Jerome Harmon

Personal information
- Born: February 6, 1969 (age 57) Gary, Indiana, U.S.
- Listed height: 6 ft 4 in (1.93 m)
- Listed weight: 199 lb (90 kg)

Career information
- High school: Lew Wallace (Gary, Indiana)
- College: Louisville (1989–1990)
- NBA draft: 1991: undrafted
- Position: Shooting guard
- Number: 40

Career history
- 1992: Louisville Shooters
- 1992–1993: Rochester Renegade
- 1993–1994: Columbus Horizon
- 1994–1995: Fort Wayne Fury
- 1995: Philadelphia 76ers
- 1996: Grand Rapids Mackers
- 1997–1998: Yakima Sun Kings

Career highlights
- Second-team Parade All-American (1987); McDonald's All-American (1987);
- Stats at NBA.com
- Stats at Basketball Reference

= Jerome Harmon (basketball) =

American basketball player (born 1969)

Jerome Harmon (born February 6, 1969, in Gary, Indiana) is an American former professional basketball shooting guard who spent one season in the National Basketball Association (NBA) as a member of the Philadelphia 76ers. He attended the University of Louisville. He sat out three of his four college seasons due to academic and injury reasons. He went undrafted in the 1991 NBA draft but played for the Seattle SuperSonics in the Los Angeles Summer Pro League. He later signed with the Washington Bullets but was waived before the start of the exhibition season.
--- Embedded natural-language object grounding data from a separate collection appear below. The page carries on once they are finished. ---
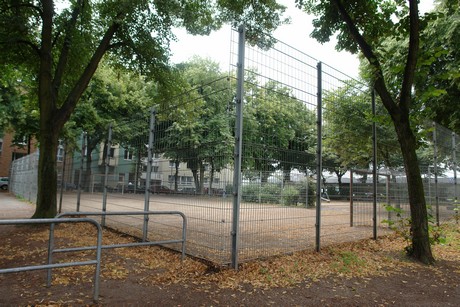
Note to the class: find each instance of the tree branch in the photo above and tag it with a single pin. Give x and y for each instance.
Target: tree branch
(29, 5)
(34, 47)
(366, 49)
(71, 101)
(411, 63)
(63, 57)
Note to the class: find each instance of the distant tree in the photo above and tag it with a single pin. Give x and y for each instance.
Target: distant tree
(61, 46)
(279, 131)
(113, 97)
(362, 26)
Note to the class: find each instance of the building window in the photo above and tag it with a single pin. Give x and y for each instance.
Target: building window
(128, 155)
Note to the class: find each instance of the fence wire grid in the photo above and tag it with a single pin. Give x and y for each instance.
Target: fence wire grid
(182, 157)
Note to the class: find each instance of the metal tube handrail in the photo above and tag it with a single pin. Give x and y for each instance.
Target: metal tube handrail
(184, 228)
(50, 265)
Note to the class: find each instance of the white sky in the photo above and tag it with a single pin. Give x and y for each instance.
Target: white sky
(297, 34)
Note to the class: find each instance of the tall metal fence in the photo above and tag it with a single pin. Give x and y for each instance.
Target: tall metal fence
(272, 157)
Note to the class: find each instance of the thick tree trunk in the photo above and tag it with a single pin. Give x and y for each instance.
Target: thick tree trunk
(421, 248)
(47, 175)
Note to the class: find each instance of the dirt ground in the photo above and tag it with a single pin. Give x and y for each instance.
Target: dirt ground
(363, 273)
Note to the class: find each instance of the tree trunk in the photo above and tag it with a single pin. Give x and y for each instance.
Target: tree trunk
(421, 248)
(47, 175)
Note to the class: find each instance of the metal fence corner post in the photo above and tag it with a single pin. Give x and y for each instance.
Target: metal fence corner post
(148, 175)
(238, 147)
(106, 174)
(319, 153)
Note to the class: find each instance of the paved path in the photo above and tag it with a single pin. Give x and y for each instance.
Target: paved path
(13, 208)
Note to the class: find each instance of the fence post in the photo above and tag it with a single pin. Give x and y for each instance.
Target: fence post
(374, 168)
(454, 165)
(351, 198)
(62, 177)
(319, 153)
(148, 175)
(435, 158)
(238, 146)
(106, 173)
(82, 161)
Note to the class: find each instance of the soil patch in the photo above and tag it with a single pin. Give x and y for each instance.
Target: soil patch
(364, 273)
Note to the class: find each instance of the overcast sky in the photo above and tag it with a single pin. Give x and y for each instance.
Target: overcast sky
(297, 34)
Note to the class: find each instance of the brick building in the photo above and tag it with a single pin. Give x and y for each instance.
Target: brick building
(10, 152)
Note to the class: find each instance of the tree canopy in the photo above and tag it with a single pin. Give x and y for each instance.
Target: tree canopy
(362, 26)
(62, 46)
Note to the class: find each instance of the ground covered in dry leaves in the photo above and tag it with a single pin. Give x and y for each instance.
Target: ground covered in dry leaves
(364, 273)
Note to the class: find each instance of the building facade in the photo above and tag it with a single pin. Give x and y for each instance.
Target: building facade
(10, 152)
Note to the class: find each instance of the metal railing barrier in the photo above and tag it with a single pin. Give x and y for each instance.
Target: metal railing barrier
(145, 243)
(50, 265)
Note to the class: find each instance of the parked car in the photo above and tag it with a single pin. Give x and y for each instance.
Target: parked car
(4, 183)
(160, 189)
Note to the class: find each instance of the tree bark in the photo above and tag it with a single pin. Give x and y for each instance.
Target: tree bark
(421, 248)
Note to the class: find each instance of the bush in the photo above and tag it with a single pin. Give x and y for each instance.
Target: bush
(311, 194)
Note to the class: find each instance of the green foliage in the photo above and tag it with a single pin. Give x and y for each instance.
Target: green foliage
(61, 46)
(347, 262)
(402, 227)
(290, 196)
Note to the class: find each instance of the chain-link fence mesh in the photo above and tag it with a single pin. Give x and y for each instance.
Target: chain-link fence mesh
(182, 157)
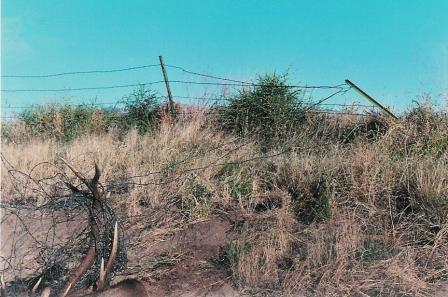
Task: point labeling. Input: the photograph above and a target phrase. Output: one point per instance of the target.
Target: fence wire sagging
(222, 94)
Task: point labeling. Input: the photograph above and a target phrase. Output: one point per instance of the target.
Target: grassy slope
(326, 217)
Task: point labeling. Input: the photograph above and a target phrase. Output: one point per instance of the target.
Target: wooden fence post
(168, 90)
(376, 103)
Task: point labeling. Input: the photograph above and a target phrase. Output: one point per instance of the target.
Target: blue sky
(395, 50)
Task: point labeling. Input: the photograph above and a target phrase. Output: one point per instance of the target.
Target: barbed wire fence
(321, 105)
(46, 207)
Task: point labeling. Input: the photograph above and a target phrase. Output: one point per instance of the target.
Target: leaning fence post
(376, 103)
(168, 89)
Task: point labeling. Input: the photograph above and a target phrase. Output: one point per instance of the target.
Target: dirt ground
(171, 258)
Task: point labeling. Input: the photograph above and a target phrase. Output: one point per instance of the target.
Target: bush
(270, 111)
(65, 122)
(142, 110)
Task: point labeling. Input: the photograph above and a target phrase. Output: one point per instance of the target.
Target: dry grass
(365, 218)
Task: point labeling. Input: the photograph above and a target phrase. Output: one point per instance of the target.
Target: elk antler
(88, 259)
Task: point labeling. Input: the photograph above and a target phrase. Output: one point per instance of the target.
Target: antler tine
(91, 184)
(3, 286)
(110, 261)
(36, 285)
(88, 259)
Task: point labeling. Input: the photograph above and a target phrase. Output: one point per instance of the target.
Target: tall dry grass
(338, 215)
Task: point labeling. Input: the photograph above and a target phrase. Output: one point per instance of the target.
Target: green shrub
(65, 122)
(142, 110)
(270, 111)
He started his professional career with the Louisville Shooters in Global Basketball Association In February 1995, he signed a 10-day contract with the Philadelphia 76ers. In his first three games, he averaged 10.7 points and 4.0 rebounds per game. He was rewarded with another 10-day contract but was released from the club at its conclusion.